Abstract

Increasing demands for oil and gas exploration in deep water with soft seabed conditions are resulting in the size and weight of subsea shallow foundations stretching the capabilities of installation technologies. One innovation to reduce foundation footprints involves designing foundations to move in a tolerable manner to absorb applied loads rather than being engineered to resist these loads and remain stationary. Critical design considerations are the evolution of foundation capacity and the mode of foundation displacement. The foundation should be designed to slide with acceptable settlement and rotation to prevent overstressing the joints with connected pipelines. This paper presents observations from centrifuge model tests of a mat foundation designed to slide under applied loading. The foundation is subjected to a simulated lifetime of operation, with many cycles of sliding and intervening periods of consolidation.
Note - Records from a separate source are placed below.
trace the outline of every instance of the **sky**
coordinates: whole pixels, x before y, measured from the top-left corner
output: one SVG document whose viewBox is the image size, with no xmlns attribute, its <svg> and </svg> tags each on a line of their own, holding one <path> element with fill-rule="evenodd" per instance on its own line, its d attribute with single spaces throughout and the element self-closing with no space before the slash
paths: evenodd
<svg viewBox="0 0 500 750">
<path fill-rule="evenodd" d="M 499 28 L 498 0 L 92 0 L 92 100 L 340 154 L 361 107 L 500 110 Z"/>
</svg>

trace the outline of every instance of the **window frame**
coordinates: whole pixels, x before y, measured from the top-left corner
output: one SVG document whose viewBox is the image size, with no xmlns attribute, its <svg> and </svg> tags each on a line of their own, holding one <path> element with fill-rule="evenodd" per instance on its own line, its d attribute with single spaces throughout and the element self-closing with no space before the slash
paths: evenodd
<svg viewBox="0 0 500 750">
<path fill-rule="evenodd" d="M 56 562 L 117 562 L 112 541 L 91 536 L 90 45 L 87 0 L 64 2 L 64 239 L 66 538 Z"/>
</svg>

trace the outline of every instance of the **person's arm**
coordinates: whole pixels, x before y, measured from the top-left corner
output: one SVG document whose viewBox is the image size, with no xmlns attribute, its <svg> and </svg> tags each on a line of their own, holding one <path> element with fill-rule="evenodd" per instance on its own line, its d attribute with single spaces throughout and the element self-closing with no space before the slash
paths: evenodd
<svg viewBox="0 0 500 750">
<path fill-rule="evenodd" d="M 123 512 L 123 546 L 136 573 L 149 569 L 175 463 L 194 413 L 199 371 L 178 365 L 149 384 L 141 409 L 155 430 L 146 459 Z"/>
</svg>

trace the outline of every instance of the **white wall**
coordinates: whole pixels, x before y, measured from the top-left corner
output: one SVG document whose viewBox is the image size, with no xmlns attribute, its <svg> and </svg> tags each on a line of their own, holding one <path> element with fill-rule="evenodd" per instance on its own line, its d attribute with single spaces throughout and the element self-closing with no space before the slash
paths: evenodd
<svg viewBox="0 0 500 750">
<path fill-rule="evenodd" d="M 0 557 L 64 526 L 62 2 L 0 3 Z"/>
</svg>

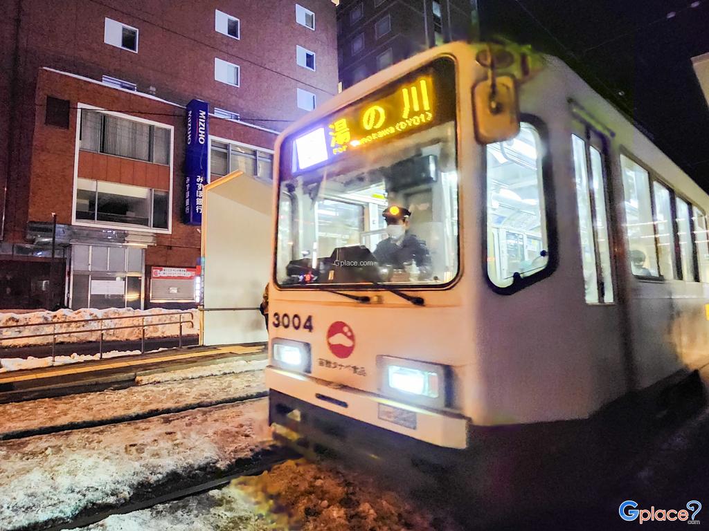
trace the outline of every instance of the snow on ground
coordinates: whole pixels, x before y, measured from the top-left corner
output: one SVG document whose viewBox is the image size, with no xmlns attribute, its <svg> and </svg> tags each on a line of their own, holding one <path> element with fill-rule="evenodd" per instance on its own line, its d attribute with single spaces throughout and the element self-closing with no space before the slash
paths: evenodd
<svg viewBox="0 0 709 531">
<path fill-rule="evenodd" d="M 270 444 L 267 417 L 257 399 L 0 442 L 0 529 L 69 521 L 248 466 Z"/>
<path fill-rule="evenodd" d="M 0 404 L 0 439 L 96 426 L 262 395 L 262 370 Z M 1 465 L 0 465 L 1 466 Z"/>
<path fill-rule="evenodd" d="M 240 354 L 262 352 L 263 347 L 241 347 Z M 145 376 L 138 376 L 135 383 L 138 385 L 145 384 L 156 384 L 161 382 L 173 382 L 192 378 L 203 378 L 206 376 L 218 375 L 235 375 L 250 370 L 259 370 L 266 368 L 268 360 L 236 360 L 220 363 L 213 363 L 208 365 L 199 365 L 189 369 L 178 369 L 165 372 L 156 372 Z"/>
<path fill-rule="evenodd" d="M 165 315 L 179 312 L 179 315 Z M 114 317 L 135 317 L 134 319 L 108 319 L 107 321 L 91 323 L 72 323 L 82 319 Z M 69 333 L 57 337 L 57 343 L 88 343 L 98 341 L 100 338 L 99 329 L 109 329 L 115 326 L 131 326 L 140 325 L 158 324 L 145 329 L 145 337 L 162 338 L 177 337 L 179 335 L 179 325 L 166 324 L 191 319 L 182 325 L 182 333 L 185 336 L 195 336 L 199 333 L 199 312 L 196 309 L 173 310 L 164 308 L 151 308 L 146 310 L 133 308 L 108 308 L 96 309 L 84 308 L 78 310 L 60 309 L 57 312 L 33 312 L 28 314 L 0 313 L 0 326 L 11 325 L 27 325 L 46 323 L 41 326 L 23 326 L 22 328 L 0 329 L 0 347 L 21 347 L 30 345 L 48 345 L 52 343 L 52 336 L 21 338 L 23 336 L 56 332 L 79 332 L 80 331 L 96 331 L 83 333 Z M 140 339 L 141 329 L 125 329 L 104 332 L 104 341 L 130 341 Z M 13 339 L 12 338 L 16 338 Z"/>
<path fill-rule="evenodd" d="M 86 531 L 454 531 L 374 480 L 330 464 L 289 461 L 220 490 L 111 516 Z"/>
<path fill-rule="evenodd" d="M 157 348 L 155 350 L 147 350 L 146 354 L 153 352 L 167 350 L 167 348 Z M 54 361 L 51 358 L 35 358 L 28 356 L 24 358 L 4 358 L 0 359 L 0 372 L 7 372 L 11 370 L 22 370 L 23 369 L 39 369 L 45 367 L 56 367 L 66 365 L 69 363 L 79 363 L 82 361 L 95 361 L 106 360 L 109 358 L 122 358 L 123 356 L 137 356 L 142 354 L 140 350 L 108 350 L 102 355 L 99 354 L 77 354 L 73 353 L 69 356 L 55 356 Z"/>
</svg>

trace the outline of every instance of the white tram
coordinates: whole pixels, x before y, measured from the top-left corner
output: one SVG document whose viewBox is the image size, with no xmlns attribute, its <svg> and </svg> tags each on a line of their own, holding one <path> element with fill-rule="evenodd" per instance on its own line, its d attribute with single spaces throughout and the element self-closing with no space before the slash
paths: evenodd
<svg viewBox="0 0 709 531">
<path fill-rule="evenodd" d="M 426 51 L 289 127 L 275 161 L 284 433 L 476 462 L 469 482 L 504 506 L 595 451 L 597 421 L 638 435 L 709 362 L 709 196 L 557 59 Z M 392 205 L 428 274 L 377 261 Z"/>
</svg>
The results provide insights to assist design, including a remarkable rise in the lateral foundation resistance over the sliding events, through repeated episodes of shearing and reconsolidation, and quantification of the accumulated settlements and rotations. The foundation is shown to translate with minimal rotation. The settlement between sliding events is more significant. This is due to the tendency for soft clay to contract on shearing, as excess pore pressures generated during sliding subsequently dissipate. The sliding-induced consolidation settlements control the tolerability of the performance of the mobile foundation.